I've been using one of those cheap eye shaped plastic peeps with the rubber line for a long time. The hole is pretty big and I removed the rubber hose years ago. Yesterday I installed a 1/4" G5 peep. I was shooting great at the range with it but have not taken it outdoors yet. I can still center my pin guard but I now have a much larger field of view and see quite a bit outside the guard. I do shoot with both eyes open. How are most of you guys setup when it comes to peeps? For hunting, do you prefer little or big peep holes?


----------



## 454casull (Jan 6, 2005)

3/16" for me. The 1/4" is just too big. I also use a sight with a dovetail so I can extend the sight to fine tune the guard to the peep, also a 2" guard.


----------



## Joe Archer (Mar 29, 2000)

I have never used a peep site. I just employ a 3-point anchor in the corner of my mouth, string on mu nose, and hand on the side of my face.
<----<<<


----------



## ajmorell (Apr 27, 2007)

3/16" G5 here. Perfect size. Typically most people say that bigger is better for hunting as it will increase visibility but I am happy with the 3/16"


----------



## CHUCK n BUCK (Apr 6, 2004)

I'm shooting the 3/16 G5...thats just about what everyone is shooting now!


----------



## Atchison (Feb 18, 2009)

You need to size the peep to match your sight, the peep ring should match up with the ring/guard on your sight allowing you to ensure consistent setup shot after shot allowing you to be more consistent therefore more accuratte, saying one peep is too large or too small means nothing as its for that particular person, if your draw length is 5" shorter than mine then the guard on your sight is going to appear larger as you are closer to it and therefore you should use a larger peep or vice versa...same hold true for ATA of a bow as the shorter ones have the peep farther from your eye...

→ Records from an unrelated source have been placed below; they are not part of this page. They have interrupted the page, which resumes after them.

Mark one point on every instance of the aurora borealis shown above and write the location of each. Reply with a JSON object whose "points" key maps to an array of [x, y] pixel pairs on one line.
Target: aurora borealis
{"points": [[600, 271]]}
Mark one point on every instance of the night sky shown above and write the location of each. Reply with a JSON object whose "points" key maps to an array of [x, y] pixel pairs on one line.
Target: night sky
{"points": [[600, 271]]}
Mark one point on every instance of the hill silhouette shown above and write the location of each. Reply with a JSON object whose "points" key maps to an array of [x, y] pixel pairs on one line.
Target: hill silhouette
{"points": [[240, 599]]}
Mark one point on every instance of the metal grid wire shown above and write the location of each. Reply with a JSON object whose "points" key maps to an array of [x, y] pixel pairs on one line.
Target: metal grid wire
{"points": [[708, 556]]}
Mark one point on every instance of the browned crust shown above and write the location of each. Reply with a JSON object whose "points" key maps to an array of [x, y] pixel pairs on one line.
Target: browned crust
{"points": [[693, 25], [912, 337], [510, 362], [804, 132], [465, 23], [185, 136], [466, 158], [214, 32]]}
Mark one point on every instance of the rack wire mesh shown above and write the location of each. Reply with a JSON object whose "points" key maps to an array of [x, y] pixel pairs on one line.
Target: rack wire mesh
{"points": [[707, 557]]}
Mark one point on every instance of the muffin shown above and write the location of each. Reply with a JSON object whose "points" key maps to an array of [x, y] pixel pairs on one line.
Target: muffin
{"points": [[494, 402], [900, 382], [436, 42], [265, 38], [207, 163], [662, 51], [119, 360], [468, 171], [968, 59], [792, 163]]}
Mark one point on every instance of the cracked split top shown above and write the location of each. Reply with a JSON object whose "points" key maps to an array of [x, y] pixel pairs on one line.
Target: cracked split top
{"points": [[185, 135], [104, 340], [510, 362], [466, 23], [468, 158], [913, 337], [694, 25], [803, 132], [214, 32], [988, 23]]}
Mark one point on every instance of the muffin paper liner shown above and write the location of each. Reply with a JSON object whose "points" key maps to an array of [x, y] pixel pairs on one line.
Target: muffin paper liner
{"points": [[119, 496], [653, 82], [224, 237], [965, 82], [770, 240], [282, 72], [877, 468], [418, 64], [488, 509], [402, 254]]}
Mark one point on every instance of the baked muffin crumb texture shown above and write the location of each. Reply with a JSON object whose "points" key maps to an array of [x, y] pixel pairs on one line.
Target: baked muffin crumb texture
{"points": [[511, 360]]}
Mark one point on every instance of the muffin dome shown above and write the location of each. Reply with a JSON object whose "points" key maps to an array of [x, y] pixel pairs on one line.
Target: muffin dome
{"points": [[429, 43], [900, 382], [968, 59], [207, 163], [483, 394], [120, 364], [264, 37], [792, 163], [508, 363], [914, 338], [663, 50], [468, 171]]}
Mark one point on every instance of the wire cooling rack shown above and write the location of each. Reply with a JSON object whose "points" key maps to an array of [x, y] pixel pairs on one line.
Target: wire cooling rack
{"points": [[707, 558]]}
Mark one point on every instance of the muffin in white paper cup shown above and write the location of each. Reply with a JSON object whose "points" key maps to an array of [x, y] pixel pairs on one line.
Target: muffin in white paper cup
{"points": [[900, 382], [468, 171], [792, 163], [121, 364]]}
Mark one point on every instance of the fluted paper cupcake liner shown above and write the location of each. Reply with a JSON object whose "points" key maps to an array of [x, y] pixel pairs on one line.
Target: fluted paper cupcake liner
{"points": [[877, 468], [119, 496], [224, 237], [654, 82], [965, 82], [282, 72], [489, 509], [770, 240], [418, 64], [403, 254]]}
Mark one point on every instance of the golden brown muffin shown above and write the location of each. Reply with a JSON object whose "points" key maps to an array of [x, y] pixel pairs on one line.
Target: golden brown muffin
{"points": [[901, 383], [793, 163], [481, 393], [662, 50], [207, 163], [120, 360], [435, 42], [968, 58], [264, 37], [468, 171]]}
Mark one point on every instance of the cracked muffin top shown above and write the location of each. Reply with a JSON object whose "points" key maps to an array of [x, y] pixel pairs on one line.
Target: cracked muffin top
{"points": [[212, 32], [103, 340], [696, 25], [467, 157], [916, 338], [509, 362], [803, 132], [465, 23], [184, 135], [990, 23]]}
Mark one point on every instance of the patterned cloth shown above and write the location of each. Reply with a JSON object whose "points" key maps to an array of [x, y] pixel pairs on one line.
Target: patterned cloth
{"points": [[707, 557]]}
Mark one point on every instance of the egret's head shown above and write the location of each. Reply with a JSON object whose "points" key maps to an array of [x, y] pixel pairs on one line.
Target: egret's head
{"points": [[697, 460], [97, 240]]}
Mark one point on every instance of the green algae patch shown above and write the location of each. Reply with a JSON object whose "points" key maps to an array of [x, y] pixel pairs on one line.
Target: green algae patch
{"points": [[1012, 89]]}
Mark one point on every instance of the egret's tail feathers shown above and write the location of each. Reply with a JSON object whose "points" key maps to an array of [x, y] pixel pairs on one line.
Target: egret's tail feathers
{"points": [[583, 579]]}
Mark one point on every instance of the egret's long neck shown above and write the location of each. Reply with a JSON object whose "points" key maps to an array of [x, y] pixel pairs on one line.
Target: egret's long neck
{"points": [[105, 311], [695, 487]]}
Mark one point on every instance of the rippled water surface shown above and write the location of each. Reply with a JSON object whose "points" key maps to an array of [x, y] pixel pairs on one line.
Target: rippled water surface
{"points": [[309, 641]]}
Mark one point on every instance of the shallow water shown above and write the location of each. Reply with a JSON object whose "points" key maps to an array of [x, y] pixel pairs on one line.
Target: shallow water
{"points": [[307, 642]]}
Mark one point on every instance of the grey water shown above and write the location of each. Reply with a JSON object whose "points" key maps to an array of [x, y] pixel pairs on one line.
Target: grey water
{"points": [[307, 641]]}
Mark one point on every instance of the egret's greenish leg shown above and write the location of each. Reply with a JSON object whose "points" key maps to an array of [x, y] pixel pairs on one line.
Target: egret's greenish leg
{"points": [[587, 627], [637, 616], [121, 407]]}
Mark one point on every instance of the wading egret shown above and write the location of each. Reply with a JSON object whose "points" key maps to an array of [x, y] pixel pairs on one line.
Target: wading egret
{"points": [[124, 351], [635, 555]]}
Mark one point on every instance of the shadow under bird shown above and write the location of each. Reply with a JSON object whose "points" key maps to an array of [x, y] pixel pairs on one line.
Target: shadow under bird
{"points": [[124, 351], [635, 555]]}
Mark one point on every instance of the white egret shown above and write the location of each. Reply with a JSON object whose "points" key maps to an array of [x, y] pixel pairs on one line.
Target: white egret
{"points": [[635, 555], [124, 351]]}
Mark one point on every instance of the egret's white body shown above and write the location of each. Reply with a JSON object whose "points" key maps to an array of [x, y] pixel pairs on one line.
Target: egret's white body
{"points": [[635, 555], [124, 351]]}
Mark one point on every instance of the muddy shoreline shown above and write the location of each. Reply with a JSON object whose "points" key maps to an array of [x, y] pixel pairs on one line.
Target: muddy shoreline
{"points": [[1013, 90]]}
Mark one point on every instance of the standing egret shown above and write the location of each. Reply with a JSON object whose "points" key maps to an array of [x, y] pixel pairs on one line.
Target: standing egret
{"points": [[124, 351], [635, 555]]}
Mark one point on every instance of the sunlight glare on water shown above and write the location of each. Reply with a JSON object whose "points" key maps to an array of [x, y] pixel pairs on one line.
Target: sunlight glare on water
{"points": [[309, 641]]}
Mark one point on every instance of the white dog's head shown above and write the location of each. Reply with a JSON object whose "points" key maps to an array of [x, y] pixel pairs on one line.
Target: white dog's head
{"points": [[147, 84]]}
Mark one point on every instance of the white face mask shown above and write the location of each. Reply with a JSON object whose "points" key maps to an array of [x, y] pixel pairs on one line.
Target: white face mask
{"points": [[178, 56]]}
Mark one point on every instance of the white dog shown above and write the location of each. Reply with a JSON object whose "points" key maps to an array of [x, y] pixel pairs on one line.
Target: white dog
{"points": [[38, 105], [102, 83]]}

you really should play around with it to determine your proper setup, but saying you can see outside your sight gaurd generally means go smaller


----------



## spk131 (Mar 31, 2004)

Joe Archer said:


> I have never used a peep site. I just employ a 3-point anchor in the corner of my mouth, string on mu nose, and hand on the side of my face.
> <----<<<


x2

switched to no peep a few years ago and will never go back. the three point anchor system works to well.


----------